Caf has sent a written warning to Chiyangwa over his plans for a meeting with other African FA chairmen and warned that there could be sanctions for "attempting to destabilise" the continent's governing body.
In reply, he has written back in a tone Caf and Hayatou are not used to, expressing his shock and dismay at Caf's letter and defending his position while referencing Fifa statutes and human rights.
The situation has arisen following Cosafa's endorsement of Madagscar FA chief Ahmad Ahmad as a presidential candidate in upcoming Caf elections.
It appears Hayatou, who is seeking an eighth term in office, is rattled and that a power struggle at the top of African football could be looming.
Chiyangwa is not the type to shy away.
Hailing from the same home area as President Robert Mugabe, Chiyangwa became one of the most prominent black business people in the first wave of Zimbabwe's so-called "indigenous businessmen" in the 1990s as a co-founder of the Affirmative Action Group.
His interests include property, a school and numerous other business ventures, and he has been involved in politics, holding a position as an MP in the 2000s.
Chiyangwa famously brought music legend Michael Jackson to Zimbabwe in 1998, driving him around Harare in a black limousine.
His first interest in sport was as a boxing promoter in the 1990s, and his entry into football administration in 2015 was unexpected.

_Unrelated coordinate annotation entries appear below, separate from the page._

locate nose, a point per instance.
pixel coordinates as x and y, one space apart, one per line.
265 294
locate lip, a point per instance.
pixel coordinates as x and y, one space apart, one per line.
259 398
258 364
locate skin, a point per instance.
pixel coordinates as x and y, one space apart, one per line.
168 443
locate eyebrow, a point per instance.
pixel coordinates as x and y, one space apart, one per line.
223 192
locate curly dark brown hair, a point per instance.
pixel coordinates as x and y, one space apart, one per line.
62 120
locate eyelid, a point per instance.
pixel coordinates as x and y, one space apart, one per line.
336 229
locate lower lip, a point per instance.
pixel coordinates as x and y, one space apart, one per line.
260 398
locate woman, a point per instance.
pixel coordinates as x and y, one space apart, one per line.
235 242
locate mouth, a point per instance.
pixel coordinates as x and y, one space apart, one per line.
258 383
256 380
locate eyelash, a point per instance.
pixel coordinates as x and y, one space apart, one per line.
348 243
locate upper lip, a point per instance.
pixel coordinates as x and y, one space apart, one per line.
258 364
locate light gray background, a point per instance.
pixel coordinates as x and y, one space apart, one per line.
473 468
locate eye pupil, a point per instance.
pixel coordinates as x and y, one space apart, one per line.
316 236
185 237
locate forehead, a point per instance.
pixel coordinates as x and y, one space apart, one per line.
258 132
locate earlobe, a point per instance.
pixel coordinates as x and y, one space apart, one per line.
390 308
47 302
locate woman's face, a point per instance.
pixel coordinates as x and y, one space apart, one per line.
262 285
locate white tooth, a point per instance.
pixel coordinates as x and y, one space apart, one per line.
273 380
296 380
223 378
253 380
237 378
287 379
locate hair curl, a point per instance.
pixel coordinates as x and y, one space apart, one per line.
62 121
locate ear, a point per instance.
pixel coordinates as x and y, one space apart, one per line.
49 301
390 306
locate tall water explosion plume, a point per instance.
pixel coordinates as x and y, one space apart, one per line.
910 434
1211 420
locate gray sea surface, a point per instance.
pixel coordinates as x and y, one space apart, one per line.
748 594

After becoming president of the Zimbabwe Football Association he declared himself "the god of football in Zimbabwe" and declared that he would aim for positions in Caf and Fifa.
Chiyangwa's victory in the elections for Cosafa president last December came as a surprise.
He won the post as the head of football in southern Africa unopposed, with incumbent Suketu Patel withdrawing to make way for South African Danny Jordaan, who then withdrew just before the elections.
This is an example of the good fortune that seems to follow Chiyangwa.
While he may be something of a greenhorn in the world of football politics, he possesses a fearlessness that leads him to believe that greater things are ahead for him in football.